Bugün de ‘’Gezi Parkı’’ denildiğinde iki farklı ‘imge’ geliyor insanların aklına ve bu durum da kutuplaşmanın devamına yol açıyor...

Üslûbuna, gereksiz ayrıntılara boğulmasına, Türkiye’nin beklentisi istikametinde fasıllar açmama ayıbına temassızlığına kızabiliriz ‘İlerleme Raporu’nun; doğru tespitlerine kızmakla ise ancak kendimiz kaybederiz...

Nitekim, AB’nin ilerlemeden sorumlu yetkilisi Stefan Füle, raporun açıklanması sonrasında, Türkiye hazır olduğu halde şimdiye kadar açılmamış önemli başlıkların bu dönemde ele alınması yolunda bir çağrıda bulunma ihtiyacı hissetti. Bu, AB’nin kendi eksikliğini itirafı anlamına geliyor; hükümet bu hafif aralık bırakılan kapıyı kullanarak ilişkilerin yeniden canlandırılmasını sağlamalıdır.
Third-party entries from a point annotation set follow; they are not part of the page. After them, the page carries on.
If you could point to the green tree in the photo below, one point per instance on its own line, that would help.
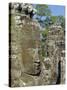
(42, 12)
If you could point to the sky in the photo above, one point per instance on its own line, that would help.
(57, 10)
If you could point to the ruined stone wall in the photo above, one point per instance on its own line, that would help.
(22, 29)
(55, 45)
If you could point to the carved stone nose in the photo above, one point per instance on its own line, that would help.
(37, 61)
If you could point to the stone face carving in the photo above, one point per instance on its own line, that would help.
(27, 66)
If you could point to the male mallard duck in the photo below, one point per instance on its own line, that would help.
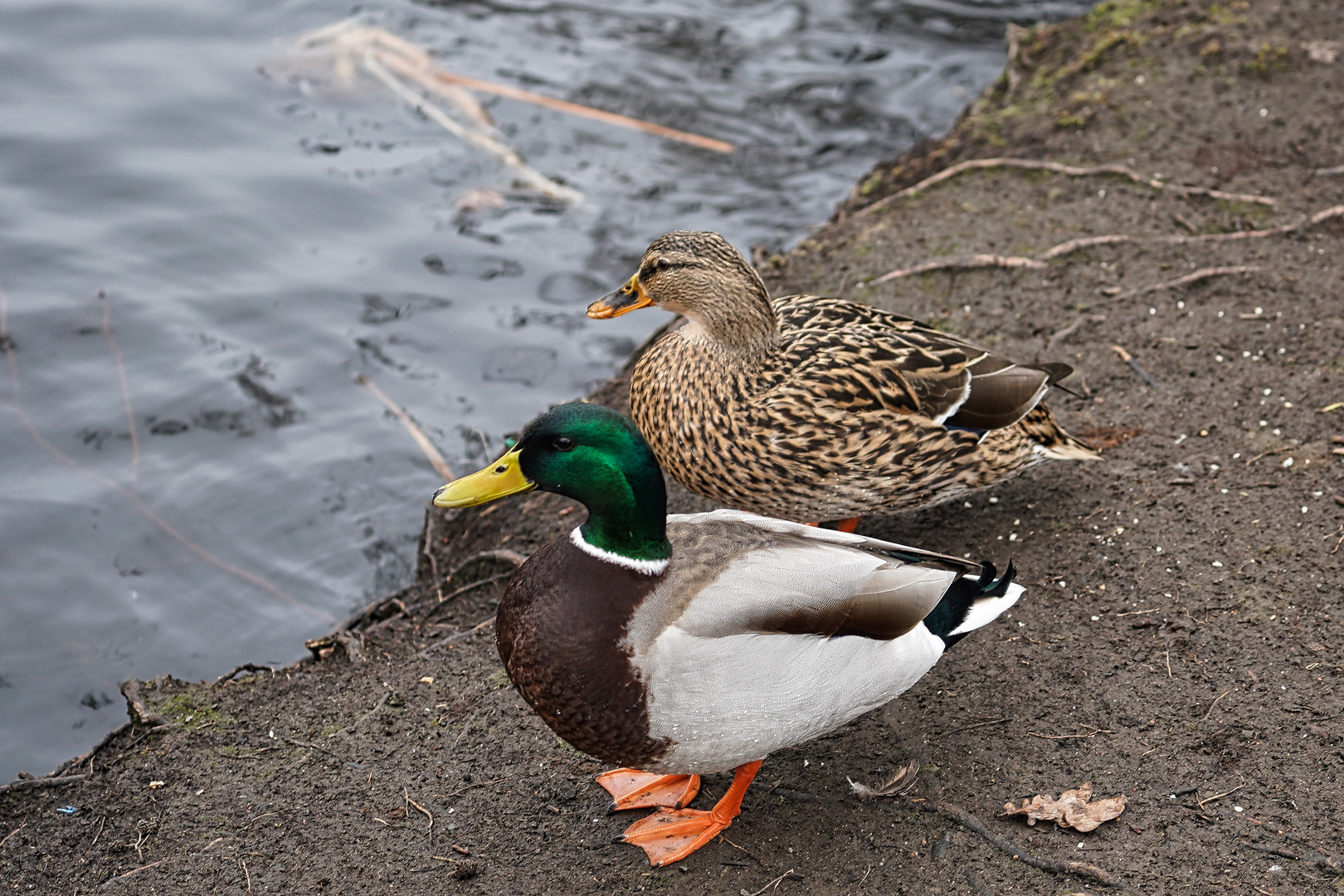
(700, 642)
(816, 409)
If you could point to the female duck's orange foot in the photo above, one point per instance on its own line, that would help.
(635, 789)
(670, 835)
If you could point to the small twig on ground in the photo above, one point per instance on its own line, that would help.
(1214, 704)
(962, 262)
(436, 460)
(426, 813)
(308, 746)
(743, 850)
(1226, 793)
(1094, 733)
(136, 871)
(964, 817)
(1322, 859)
(1129, 359)
(1203, 273)
(799, 796)
(466, 727)
(1268, 453)
(247, 666)
(979, 724)
(1032, 164)
(773, 883)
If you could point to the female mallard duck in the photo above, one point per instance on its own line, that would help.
(694, 644)
(817, 409)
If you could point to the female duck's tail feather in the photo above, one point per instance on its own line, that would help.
(973, 602)
(1051, 440)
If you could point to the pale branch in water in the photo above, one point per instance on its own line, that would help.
(409, 60)
(129, 494)
(436, 460)
(125, 386)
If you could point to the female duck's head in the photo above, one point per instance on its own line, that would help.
(702, 275)
(594, 455)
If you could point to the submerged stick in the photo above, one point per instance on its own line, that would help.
(125, 386)
(167, 528)
(526, 173)
(587, 112)
(413, 62)
(436, 460)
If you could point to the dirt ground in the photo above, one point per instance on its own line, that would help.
(1179, 641)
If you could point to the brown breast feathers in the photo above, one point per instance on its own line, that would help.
(559, 629)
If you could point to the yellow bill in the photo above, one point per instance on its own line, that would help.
(624, 299)
(499, 480)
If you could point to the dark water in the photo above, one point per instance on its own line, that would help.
(260, 246)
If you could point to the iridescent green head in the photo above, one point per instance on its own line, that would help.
(594, 455)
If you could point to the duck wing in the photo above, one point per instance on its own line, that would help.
(737, 572)
(862, 358)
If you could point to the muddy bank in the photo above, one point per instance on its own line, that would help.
(1179, 641)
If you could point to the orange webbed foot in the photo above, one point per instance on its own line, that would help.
(635, 789)
(670, 835)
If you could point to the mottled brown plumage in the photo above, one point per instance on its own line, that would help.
(817, 409)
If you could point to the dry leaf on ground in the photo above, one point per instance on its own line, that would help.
(1070, 811)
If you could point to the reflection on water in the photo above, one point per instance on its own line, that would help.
(260, 246)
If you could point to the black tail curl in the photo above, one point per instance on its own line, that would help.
(964, 592)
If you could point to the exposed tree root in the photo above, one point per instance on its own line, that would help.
(1203, 273)
(1073, 171)
(962, 262)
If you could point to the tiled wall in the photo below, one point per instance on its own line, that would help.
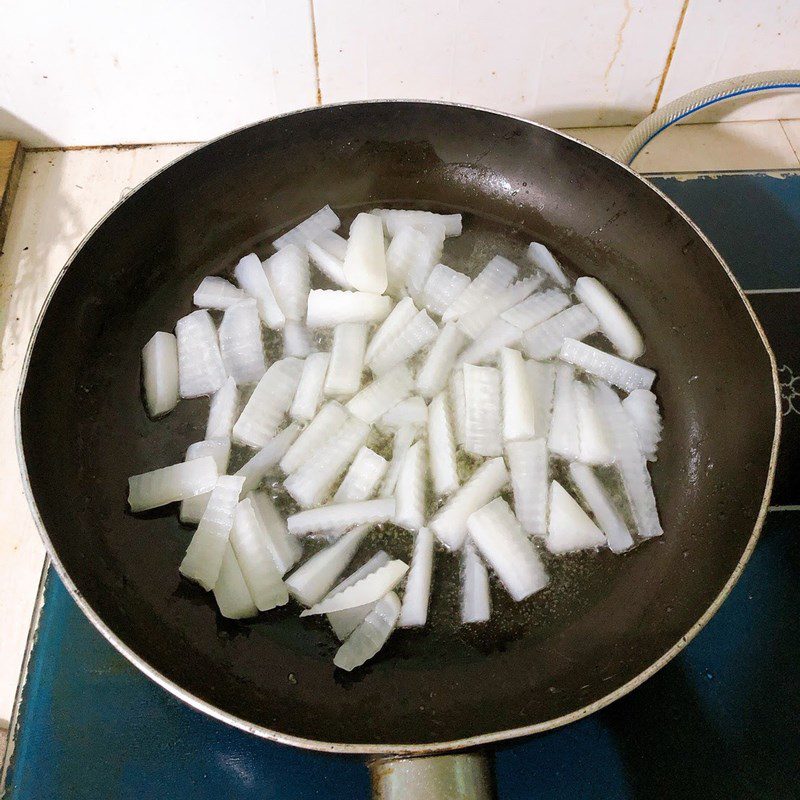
(87, 72)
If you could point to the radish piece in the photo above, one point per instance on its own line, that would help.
(410, 490)
(312, 482)
(563, 439)
(484, 349)
(527, 463)
(442, 447)
(419, 333)
(319, 223)
(363, 478)
(347, 360)
(330, 307)
(382, 394)
(252, 279)
(536, 309)
(442, 287)
(497, 534)
(543, 259)
(614, 322)
(493, 278)
(641, 407)
(223, 411)
(230, 591)
(309, 390)
(630, 462)
(200, 367)
(482, 434)
(262, 576)
(160, 374)
(435, 372)
(170, 484)
(240, 343)
(476, 602)
(214, 292)
(545, 340)
(368, 590)
(368, 638)
(365, 259)
(341, 515)
(312, 580)
(518, 402)
(268, 457)
(267, 406)
(569, 527)
(595, 496)
(450, 522)
(204, 555)
(612, 369)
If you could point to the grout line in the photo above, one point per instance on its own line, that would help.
(670, 55)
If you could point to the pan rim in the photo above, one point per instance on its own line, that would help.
(400, 748)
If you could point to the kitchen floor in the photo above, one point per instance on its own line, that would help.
(62, 194)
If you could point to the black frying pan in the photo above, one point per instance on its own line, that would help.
(606, 622)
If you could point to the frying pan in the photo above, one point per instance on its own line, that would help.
(606, 622)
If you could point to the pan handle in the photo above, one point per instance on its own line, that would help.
(453, 776)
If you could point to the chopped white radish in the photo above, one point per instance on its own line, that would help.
(170, 484)
(204, 555)
(363, 478)
(267, 406)
(160, 374)
(641, 407)
(378, 397)
(569, 527)
(230, 591)
(543, 259)
(309, 390)
(313, 579)
(330, 307)
(563, 438)
(476, 601)
(252, 279)
(268, 457)
(450, 522)
(493, 278)
(614, 322)
(219, 293)
(309, 229)
(312, 482)
(416, 597)
(442, 287)
(240, 343)
(527, 463)
(497, 534)
(410, 490)
(536, 309)
(544, 340)
(418, 334)
(612, 369)
(223, 411)
(442, 447)
(595, 496)
(365, 259)
(263, 578)
(200, 367)
(435, 371)
(519, 416)
(482, 434)
(368, 638)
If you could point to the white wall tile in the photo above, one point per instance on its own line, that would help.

Yalnız bu kadar mı? Hayır.

Şu ‘Gezi Parkı’ konusunda da bir yeniden değerlendirmeye ihtiyaç var.

Kamuoyu, eylemlerin sonradan saptırılarak farklı yönlere çekilmek istendiğinin, tahribatların farkında; ancak verilen tepkilerin bazısını anlamakta da zorlanıyor aynı kamuoyu...

Özellikle de dış kamuoyu...

Zorlanıyor kendini anlatmakta Ak Parti, hükümet ve Türkiye; bu da —aynı sırayla— kişi ve kurumların zarar görmesine yol açıyor. Keşke bayramı vesile edip algı düzeltmeye yarayacak bir girişimde bulunulabilseydi.

Bayram henüz bitmediğine göre vakit hâlâ geçmiş sayılmaz.